I am new to Docx4j
,Need help to split docx
file based on string using docx4j
Java,So that it writes output into multiple files.
I tried to do the same using Apache POI and got the output,however when tried to convert it into HTML, got issues on style missing,also added styles later, still facing the same issue.
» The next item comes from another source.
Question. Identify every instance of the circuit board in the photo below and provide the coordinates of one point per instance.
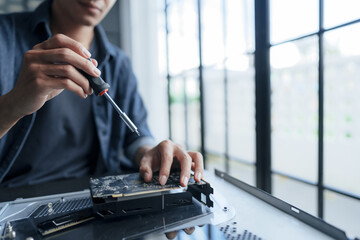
(127, 185)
Below is the code using apache poi:
public static int pos = 0;
public static int posc = 0;
public static String ind = "n";
final static int DEFAULT_FONT_SIZE = 10;
public static void main(String[] args) throws FileNotFoundException,
IOException, XmlException {
File file = null;
File outfilep = null;
File outfilec = null;
File dir = new File(PropertyUtils.getProperty("INPUT_DIR"));
String[] files = dir.list();
if (files.length == 0) {
System.out.println("The directory is empty");
} else {
for (String aFile : files) {
System.out.println(aFile);
file = new File(PropertyUtils.getProperty("INPUT_DIR") + aFile
+ "/" + aFile + ".docx");
outfilep = new File(PropertyUtils.getProperty("INPUT_DIR")
+ aFile + "/" + aFile + "-Product.docx");
outfilec = new File(PropertyUtils.getProperty("INPUT_DIR")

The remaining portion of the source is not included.